Jamieson is a member of the Nlaka’pamux Nation Tribal Council in the Fraser Canyon who teaches Christian ethics and Indigenous spirituality at the Montreal university. She believes fine tuning land acknowledgements is important for Canadians and important for Christians.

“I’ve been in places where they’ve had land acknowledgements and people have been annoyed by this. They say ‘Oh, here we go again with this land acknowledgment. Why do we have to have this everywhere?’ ” said Jamieson. “Whether it brings up negative reactions or positive reactions, it brings to mind — you use that word anamnesis — it brings to mind something from our past, a memory, a recalling or remembrance in a sense, that this land we’re standing on was here long before we came here, and it was inhabited by people long before we came here, long before European settlers came here.”

Chua’s motion came to the board with the overwhelming support of students, thanks to her persistent campaigning.
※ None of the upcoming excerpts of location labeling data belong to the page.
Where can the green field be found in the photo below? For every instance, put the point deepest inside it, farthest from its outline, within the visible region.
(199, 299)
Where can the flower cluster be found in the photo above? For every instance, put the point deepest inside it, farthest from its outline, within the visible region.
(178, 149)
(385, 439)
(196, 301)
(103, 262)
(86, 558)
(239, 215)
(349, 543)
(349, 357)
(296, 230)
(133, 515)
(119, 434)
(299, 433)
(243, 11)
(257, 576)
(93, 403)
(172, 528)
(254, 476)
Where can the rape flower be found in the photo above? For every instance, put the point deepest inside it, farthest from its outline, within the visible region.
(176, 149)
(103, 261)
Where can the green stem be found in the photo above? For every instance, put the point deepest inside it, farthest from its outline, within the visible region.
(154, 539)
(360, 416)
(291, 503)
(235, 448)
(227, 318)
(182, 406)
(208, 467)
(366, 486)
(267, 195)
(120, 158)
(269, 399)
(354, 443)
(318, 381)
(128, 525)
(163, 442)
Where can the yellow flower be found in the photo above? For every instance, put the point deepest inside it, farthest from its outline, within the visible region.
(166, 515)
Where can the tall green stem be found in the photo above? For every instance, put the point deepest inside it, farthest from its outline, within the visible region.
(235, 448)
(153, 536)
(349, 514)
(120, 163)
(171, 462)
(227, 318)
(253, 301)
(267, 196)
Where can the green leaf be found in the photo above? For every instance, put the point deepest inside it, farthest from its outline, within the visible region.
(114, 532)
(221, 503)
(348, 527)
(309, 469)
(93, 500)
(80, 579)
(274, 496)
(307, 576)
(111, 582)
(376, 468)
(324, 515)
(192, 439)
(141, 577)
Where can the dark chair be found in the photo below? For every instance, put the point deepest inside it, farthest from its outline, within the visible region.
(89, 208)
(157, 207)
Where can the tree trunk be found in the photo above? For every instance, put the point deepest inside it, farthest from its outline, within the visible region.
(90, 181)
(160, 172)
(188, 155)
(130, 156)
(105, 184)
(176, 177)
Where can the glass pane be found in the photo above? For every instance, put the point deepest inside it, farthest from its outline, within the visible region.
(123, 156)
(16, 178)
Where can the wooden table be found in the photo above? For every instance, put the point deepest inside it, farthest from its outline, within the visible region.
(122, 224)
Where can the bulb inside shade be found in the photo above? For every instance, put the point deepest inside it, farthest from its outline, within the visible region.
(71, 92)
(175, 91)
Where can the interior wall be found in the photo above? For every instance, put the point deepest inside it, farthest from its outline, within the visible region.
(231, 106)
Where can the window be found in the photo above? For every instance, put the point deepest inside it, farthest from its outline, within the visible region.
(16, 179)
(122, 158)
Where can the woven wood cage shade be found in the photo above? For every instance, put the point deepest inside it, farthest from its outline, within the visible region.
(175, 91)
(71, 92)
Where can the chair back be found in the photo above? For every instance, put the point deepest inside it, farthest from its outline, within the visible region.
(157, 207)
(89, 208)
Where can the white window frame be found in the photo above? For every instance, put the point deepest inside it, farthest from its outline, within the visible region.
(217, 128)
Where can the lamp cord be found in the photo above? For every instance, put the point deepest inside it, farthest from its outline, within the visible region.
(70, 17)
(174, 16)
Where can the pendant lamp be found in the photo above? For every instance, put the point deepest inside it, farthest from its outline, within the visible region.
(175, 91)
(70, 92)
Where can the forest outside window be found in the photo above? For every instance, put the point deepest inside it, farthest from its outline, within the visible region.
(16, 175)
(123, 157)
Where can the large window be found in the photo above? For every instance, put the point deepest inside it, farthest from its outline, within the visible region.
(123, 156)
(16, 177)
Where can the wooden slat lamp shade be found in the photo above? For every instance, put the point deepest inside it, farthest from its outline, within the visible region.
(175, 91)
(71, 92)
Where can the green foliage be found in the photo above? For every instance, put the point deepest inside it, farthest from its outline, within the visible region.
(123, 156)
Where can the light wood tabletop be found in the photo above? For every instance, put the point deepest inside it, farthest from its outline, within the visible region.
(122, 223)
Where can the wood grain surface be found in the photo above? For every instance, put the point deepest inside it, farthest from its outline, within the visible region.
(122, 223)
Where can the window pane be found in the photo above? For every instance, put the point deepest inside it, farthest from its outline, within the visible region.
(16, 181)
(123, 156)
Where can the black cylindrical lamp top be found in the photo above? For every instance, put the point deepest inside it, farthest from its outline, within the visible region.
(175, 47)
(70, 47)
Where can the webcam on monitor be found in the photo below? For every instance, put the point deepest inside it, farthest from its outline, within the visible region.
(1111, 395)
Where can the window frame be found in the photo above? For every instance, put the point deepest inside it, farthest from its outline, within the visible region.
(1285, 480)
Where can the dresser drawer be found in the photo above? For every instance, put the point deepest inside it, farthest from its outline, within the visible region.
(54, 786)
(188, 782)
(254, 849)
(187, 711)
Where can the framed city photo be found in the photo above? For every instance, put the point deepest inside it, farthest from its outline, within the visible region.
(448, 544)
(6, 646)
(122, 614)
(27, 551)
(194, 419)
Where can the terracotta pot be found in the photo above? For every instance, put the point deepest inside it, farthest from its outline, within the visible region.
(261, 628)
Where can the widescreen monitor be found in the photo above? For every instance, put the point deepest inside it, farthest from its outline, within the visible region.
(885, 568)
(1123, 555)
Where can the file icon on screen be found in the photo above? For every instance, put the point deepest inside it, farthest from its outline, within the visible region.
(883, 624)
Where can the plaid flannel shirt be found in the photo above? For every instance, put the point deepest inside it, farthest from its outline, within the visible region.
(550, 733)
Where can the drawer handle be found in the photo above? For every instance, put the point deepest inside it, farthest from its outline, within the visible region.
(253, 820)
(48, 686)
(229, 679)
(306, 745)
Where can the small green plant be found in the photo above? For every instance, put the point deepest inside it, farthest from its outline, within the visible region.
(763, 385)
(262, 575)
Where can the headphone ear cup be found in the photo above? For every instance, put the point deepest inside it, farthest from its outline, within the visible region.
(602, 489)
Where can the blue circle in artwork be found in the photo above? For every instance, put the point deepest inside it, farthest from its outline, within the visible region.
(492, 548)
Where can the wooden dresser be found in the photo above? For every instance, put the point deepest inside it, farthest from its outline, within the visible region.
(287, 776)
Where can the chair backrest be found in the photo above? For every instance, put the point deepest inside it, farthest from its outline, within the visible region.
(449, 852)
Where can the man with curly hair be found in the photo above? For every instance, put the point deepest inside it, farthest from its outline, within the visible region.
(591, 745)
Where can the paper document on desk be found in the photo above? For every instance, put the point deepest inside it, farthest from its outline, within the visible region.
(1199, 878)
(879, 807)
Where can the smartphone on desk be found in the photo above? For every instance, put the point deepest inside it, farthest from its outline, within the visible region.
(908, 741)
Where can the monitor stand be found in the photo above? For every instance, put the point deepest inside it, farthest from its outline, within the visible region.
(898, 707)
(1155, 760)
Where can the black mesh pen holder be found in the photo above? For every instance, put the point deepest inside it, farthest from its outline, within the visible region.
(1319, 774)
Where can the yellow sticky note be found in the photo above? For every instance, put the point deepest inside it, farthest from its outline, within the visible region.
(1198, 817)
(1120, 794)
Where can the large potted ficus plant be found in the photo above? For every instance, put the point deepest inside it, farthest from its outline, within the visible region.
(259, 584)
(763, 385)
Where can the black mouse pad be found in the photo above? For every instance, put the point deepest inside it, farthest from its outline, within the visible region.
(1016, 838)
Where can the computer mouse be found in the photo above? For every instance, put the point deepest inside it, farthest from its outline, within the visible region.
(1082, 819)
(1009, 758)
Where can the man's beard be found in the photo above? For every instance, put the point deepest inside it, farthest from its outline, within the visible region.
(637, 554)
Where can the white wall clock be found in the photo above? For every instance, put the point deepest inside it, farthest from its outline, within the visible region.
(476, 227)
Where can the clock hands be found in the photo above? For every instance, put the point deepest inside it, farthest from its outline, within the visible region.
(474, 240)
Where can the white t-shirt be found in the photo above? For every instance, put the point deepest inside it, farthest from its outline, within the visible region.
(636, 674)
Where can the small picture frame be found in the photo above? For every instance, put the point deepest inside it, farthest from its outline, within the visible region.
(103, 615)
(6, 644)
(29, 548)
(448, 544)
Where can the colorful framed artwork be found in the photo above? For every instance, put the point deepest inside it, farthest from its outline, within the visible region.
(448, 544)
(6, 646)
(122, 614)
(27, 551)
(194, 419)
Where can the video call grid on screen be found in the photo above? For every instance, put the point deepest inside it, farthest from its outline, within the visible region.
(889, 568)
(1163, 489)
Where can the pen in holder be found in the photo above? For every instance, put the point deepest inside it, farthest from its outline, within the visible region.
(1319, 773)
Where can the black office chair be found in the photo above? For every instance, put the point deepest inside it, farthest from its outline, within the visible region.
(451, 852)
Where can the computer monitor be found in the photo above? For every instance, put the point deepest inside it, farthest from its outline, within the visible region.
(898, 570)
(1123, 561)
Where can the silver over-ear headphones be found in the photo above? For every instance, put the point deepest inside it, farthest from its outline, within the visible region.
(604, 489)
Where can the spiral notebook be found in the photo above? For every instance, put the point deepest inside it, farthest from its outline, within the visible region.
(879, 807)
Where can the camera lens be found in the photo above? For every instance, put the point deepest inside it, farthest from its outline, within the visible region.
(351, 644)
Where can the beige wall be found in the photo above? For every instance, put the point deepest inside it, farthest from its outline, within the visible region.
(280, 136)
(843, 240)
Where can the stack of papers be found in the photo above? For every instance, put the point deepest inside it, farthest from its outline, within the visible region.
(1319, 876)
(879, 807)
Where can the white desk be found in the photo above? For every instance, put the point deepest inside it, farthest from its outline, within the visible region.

The 80-person HCDSB student senate voted 95 per cent in favour of the motion. The student politician has since been talking to student trustees at both Catholic and public boards across the province. She hopes to see similar motions come before boards province-wide. She has also taken her campaign to municipal politicians in Milton.

Chua is hoping to hear land acknowledgements creatively interpreted and adjusted to fit the occasion. She understood that land acknowledgements should not be bureaucratic exercises after speaking with Mississaugas of the new Credit First Nation Chief Stacey LaForme.

“We should be expanding more and they (land acknowledgements) should be changing every day. Our lands are changing every day, so why isn’t our land acknowledgement?”

The land acknowledgement should ground students in their own Canadian history, Chua said.

“What land are you learning on? What land do you live on?” she asks. “I want our students and staff to be responsible for reconciliation.”

Though not specifically asked for in the 94 Calls to Action of the Truth and Reconciliation Commission of Canada’s 2015 final report, land acknowledgements have blossomed since then as a gesture of reconciliation.

“It’s about relationship — first of all acknowledging and honouring the relationship of the Indigenous peoples to the land,” Jamieson said. “The land for them is a being. They are already in relationship with it in the same way they’re in relationship with other beings and other human beings. So, there’s something very sacred and very valuable about land and acknowledging land and acknowledging our relationship to land.”

But it isn’t just about Indigenous spirituality and culture, the theologian said. Spelling out our relationship to the land is also important for Christians in an era of climate change and ecological degradation.

“We’re living in a time now when we’re seeing a lot of destruction because of our relationship to land — our non-relationship, really,” she said.